はやぶさの大冒険
いかにも子供が喜びそうなタイトルではないか。そう、この本は「中学生でも理解できる本」として書かれている。難解な科学の世界を分かりやすく噛み砕いてまとめ上げた山根一眞に脱帽。ヲレのような文系事務職・くそオヤジでも、日本の技術力の凄さが理解できた。
- 作者: 山根 一眞
- 出版社/メーカー: マガジンハウス
- 発売日: 2010/07/29
- メディア: ペーパーバック
- 購入: 11人 クリック: 321回
- この商品を含むブログ (59件) を見る
とにかく凄いよね、もう凄い凄いとしか言いようがない。具体的な数字や比喩で説明されるとそれがよくわかる。例えば、
- 星のかけらを拾って地球に戻るまでに、60億キロを7年間かけて旅をするはやぶさ
- はやぶさが着陸するイトカワは、直径500メートル。
- イトカワは、時速10万キロで移動している。
- 10万キロで移動するイトカワに着陸するために、同じ速度で並んで飛ぶことが必要。はやぶさは、2年間掛けて時速10万キロになるよう加速し続ける。
- はやぶさがイトカワをピタリととらえるのは、東京から2万キロ離れたブラジルのサンパウロの空を飛んでいる体長5ミリの虫に、弾丸を命中させるようなもの。
- イトカワに到着時のはやぶさと地球の距離は3億キロ。地球に電波が届くまで片道16分かかる。
- 着陸するときは、1秒1センチのズレも許されない精度で計算している。
- はやぶさは、正確にイトカワの軌道を通らなければならないが、その精度は1秒間に30キロ素進んだ場合で1センチのズレもないもの。
- 地球スイングバイの精度は、甲子園球場のホームベースに立ったバッターが、ホームランを打ってボールをバックスクリーン上の直径0.1ミリ以下の的に当てる正確性が求められる。
- イトカワのデジカメの画素数は100万画素。
- イトカワと地球間の回線スピードは、8bpsしかない。
- はやぶさのカプセルが地球の大気圏に突入するときの速度は、秒速12キロ(時速4万3000キロ)、音速の35倍。その時の空気の側の温度は摂氏1万度にもなる。カプセル自体は3000度。
- カプセルの大気圏の飛行距離は、高度200キロの位置から斜め下方向に1000キロほど飛び、高度20キロになると速度が落ち降下を始め、高度10万キロでパラシュートが開く。
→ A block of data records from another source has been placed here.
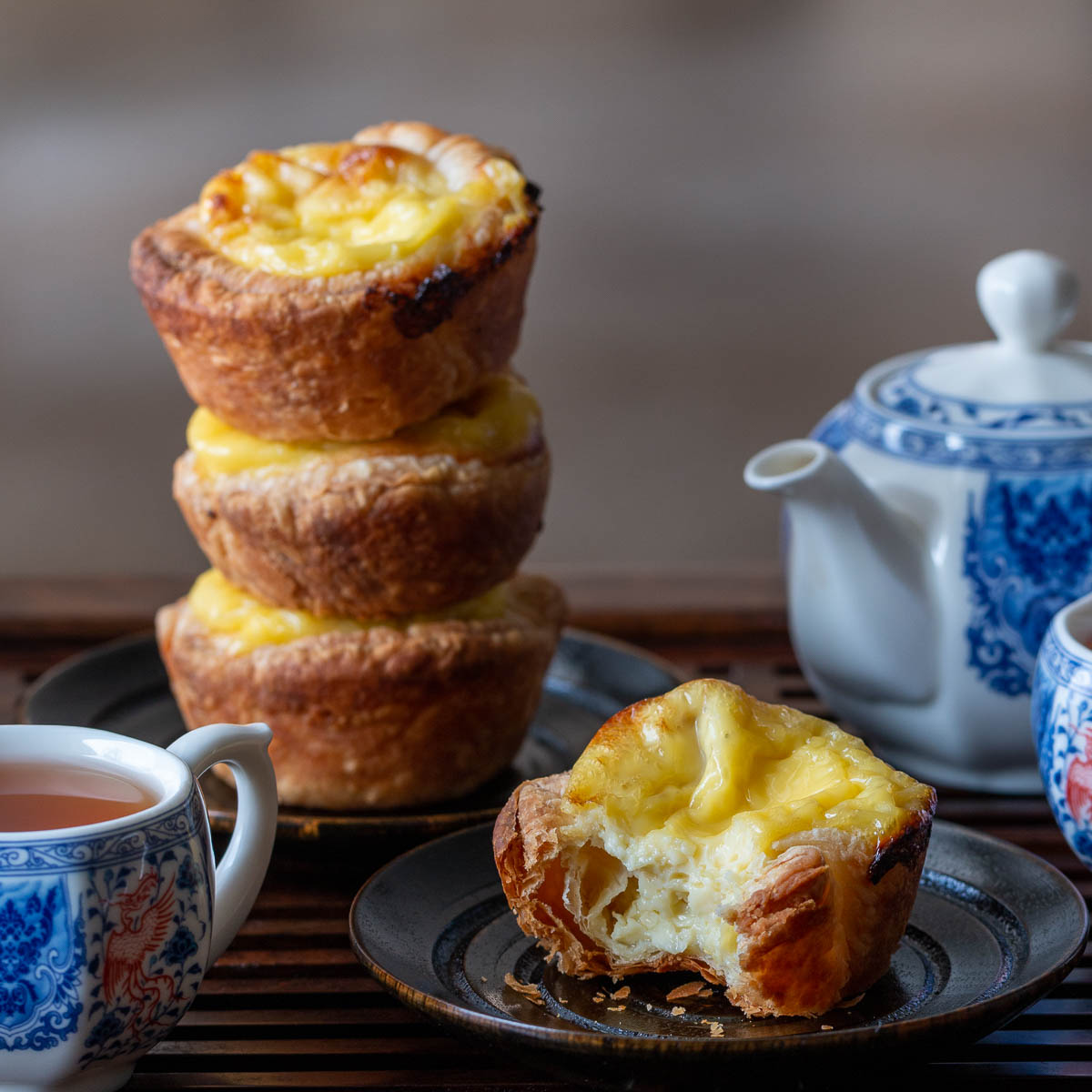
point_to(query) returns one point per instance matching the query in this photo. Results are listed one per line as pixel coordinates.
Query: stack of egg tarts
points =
(364, 470)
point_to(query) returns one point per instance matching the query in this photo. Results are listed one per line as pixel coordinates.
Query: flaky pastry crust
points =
(377, 538)
(378, 718)
(354, 356)
(818, 925)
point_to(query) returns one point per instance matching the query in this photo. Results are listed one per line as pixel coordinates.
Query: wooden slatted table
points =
(288, 1006)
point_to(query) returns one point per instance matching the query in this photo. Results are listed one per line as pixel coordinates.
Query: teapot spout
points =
(861, 610)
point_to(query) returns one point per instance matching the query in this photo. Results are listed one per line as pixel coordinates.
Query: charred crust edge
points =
(907, 847)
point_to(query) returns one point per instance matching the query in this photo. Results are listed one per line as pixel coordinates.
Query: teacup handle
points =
(241, 869)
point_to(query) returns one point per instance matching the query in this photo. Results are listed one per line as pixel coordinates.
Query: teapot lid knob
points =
(1027, 298)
- カプセルは、計算で設定されたエリアに99.7%の確率で着陸する。
など。
はやぶさとの関係は、まさに人と機械との心の交流。7年間という長い時間、大変だけどこんなに楽しいと思えることに関われる研究者たちが羨ましい。
この本、これからの日本を背負っていく子供たちに読ませたい。そういった意味では、1300円という定価も良心的で好ましい。